How do you know they are duplicates? Because of the timestamp alone? Because of some other id (device id - i'm guessing here) and timestamp? If so, create a UNIQUE KEY on those two or three fields. The insert/update will then fail on duplicates of those fields.
Link:
Creating UNIQUE KEY using CREATE TABLE
Link:
Creating UNIQUE KEY using ALTER TABLE
"Each field" in the record is EXACTLY like the one before (when it duplicates) - except for the primary key which is created on the server.
I am guessing that a UNIQUE key is a secondary index on the table. Yes, I could create one based on several fields, but would a 'REPLACE INTO' work here as well (with second index) ?
I don't want the batch to fail (not insert anything when dupe is found - which happens now on non indexed tables - without the REPLACE INTO statement), but REPLACE the same record and carry on with new, valid stuff.
I have another table that doesn't use a PK (primary key, auto inc). REPLACE INTO works well since an AI index (primary key) does not interfere with it. YET, good practice states that each table SHOULD have a pk to be optimized.
Essentially, add all NEW data.

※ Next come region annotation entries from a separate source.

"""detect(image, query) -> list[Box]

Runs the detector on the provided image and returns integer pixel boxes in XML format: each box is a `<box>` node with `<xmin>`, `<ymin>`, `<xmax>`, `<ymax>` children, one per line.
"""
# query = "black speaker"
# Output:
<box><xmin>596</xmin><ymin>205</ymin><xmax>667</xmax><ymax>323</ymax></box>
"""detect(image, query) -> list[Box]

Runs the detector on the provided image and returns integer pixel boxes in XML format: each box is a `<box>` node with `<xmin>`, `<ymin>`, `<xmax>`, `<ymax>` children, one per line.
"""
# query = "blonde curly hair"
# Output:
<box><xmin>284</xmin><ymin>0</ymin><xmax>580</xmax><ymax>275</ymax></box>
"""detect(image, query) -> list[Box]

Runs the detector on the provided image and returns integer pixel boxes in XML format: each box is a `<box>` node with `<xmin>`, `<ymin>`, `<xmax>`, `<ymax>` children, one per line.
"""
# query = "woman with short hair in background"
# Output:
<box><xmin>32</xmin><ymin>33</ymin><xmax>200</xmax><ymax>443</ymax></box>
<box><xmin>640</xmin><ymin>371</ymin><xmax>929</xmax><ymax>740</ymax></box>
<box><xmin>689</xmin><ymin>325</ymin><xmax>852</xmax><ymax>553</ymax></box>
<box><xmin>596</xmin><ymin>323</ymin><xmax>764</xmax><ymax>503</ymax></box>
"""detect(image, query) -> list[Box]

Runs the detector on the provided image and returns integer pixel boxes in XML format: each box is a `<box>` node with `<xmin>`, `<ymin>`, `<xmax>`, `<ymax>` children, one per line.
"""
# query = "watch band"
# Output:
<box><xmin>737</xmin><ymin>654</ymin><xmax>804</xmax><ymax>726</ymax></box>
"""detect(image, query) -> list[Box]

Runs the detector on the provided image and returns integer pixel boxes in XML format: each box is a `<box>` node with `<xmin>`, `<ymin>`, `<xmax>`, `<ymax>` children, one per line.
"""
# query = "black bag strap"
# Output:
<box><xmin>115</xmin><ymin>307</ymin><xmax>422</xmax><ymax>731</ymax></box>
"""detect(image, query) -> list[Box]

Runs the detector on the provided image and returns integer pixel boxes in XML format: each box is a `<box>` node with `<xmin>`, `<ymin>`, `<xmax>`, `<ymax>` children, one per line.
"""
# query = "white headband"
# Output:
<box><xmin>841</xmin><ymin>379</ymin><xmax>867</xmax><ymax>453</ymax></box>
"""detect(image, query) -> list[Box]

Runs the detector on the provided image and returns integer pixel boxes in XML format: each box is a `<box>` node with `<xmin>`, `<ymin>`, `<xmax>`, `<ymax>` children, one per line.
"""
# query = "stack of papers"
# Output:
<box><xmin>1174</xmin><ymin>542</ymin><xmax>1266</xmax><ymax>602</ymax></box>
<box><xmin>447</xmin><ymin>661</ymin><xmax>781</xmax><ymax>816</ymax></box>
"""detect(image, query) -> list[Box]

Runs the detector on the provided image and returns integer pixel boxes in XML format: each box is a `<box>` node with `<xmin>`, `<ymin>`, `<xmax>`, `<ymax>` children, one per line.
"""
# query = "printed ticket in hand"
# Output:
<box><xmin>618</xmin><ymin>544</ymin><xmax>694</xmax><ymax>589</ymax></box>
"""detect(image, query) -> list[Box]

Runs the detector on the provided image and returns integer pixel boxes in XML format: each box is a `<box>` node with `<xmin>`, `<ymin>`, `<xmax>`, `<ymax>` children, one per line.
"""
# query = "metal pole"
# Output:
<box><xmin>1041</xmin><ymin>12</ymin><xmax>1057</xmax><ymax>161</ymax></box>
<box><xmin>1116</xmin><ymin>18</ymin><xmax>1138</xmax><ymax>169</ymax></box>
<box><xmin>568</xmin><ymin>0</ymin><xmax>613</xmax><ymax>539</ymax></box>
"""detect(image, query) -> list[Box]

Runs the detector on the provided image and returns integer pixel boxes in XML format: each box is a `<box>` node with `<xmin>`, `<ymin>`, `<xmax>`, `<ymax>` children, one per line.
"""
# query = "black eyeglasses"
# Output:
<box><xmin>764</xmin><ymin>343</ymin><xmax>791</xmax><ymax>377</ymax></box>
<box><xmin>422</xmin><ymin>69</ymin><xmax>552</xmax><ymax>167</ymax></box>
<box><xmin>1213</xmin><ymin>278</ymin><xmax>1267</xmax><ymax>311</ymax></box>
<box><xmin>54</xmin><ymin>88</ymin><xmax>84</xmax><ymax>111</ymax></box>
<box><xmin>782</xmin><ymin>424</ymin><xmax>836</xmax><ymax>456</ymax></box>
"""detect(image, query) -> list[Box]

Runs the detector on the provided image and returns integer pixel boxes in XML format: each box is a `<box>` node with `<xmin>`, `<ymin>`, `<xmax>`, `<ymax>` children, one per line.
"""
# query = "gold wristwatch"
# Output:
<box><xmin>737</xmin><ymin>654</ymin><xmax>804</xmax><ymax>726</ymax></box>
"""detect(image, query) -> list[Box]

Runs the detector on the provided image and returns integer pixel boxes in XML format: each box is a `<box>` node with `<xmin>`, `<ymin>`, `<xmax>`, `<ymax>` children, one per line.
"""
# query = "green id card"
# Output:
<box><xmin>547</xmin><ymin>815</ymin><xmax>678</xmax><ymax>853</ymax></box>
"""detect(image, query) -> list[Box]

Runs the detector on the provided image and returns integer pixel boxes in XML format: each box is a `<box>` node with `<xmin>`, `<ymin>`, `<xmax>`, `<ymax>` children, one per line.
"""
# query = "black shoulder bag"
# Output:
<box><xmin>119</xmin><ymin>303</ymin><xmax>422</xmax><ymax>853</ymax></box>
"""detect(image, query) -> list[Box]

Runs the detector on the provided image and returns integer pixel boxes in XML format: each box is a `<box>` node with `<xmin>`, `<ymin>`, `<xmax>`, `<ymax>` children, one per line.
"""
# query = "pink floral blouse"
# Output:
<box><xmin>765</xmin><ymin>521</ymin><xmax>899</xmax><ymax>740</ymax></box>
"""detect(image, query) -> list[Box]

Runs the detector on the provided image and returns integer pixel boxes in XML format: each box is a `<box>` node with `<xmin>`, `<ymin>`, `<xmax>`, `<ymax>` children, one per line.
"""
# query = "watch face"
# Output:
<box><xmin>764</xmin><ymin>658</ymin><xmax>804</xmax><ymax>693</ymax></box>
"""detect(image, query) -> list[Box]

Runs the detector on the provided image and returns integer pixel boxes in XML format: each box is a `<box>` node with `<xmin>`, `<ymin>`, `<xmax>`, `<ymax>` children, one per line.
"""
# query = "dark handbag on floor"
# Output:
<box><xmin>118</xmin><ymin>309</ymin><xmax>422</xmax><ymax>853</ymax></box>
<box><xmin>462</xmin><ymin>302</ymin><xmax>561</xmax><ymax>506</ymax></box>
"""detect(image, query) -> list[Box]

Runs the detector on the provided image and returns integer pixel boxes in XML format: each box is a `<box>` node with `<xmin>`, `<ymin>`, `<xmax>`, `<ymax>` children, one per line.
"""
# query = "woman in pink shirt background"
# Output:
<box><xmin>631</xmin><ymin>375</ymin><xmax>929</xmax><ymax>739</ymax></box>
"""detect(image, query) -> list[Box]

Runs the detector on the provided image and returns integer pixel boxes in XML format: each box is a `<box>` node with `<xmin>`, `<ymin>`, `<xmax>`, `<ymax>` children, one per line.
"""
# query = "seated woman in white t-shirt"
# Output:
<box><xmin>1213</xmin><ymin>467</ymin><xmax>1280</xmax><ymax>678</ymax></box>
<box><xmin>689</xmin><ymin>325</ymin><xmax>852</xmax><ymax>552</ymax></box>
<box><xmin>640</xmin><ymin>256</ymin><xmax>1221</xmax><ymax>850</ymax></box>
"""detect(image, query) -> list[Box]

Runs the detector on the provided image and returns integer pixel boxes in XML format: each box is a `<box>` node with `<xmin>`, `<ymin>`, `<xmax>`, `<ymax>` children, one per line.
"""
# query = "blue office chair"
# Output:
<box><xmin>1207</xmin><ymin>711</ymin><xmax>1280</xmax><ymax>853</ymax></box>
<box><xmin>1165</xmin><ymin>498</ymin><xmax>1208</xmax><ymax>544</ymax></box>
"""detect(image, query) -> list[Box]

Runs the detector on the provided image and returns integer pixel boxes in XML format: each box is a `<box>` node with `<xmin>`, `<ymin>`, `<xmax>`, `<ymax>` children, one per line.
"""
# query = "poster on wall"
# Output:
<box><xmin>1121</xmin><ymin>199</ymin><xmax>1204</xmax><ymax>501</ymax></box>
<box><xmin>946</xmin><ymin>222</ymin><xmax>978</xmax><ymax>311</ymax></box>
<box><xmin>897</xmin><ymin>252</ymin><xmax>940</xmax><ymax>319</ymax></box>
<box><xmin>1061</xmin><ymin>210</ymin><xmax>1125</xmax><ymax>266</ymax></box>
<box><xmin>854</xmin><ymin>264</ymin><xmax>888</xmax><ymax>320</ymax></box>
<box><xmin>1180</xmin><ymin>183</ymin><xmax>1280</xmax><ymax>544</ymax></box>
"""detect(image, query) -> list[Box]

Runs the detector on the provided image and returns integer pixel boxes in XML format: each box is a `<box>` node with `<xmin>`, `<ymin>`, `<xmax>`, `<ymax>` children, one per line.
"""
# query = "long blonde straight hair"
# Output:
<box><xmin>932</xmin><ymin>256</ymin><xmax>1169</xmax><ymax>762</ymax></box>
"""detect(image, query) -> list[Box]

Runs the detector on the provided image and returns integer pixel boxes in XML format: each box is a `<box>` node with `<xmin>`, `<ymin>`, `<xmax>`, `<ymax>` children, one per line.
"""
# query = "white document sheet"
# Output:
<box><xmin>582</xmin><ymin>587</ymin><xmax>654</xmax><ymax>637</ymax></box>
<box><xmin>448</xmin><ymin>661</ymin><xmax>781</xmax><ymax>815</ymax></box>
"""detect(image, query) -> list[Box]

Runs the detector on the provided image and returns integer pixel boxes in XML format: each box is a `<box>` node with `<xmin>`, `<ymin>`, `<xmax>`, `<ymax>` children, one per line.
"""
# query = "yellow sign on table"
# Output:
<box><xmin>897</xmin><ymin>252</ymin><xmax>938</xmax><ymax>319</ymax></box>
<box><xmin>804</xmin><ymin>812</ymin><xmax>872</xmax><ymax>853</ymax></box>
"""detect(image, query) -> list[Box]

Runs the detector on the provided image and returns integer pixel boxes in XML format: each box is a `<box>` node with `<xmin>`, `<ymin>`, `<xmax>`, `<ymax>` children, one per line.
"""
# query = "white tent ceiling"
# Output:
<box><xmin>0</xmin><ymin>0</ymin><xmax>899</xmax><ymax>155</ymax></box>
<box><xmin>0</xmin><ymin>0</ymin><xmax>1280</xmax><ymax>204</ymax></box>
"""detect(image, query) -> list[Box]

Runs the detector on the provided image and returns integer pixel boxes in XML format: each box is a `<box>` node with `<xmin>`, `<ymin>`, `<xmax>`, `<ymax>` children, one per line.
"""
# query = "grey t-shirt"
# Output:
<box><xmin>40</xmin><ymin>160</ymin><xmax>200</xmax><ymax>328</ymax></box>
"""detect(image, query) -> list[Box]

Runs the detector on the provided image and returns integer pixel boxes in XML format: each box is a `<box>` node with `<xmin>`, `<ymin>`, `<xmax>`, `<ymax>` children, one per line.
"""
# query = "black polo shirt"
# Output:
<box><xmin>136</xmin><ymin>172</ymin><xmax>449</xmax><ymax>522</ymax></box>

Don't duplicate if record ( a series of fields have the exact same data - a new index to maintain). Overwrite (REPLACE) if it does exist (no harm, no foul).
In my experience, (other, secondary) indexes are subject to corruption. When they get out of sort - all hell breaks loose. I try and keep data retrieval and puts simple ( updates, inserts) .
Also, as seen in the past, the additional indexes (can) grow larger than the table they are working on...???
I know, this is open ended.. What is best for what.
Thanks for your expert input and still seek alternatives (as Erels post above).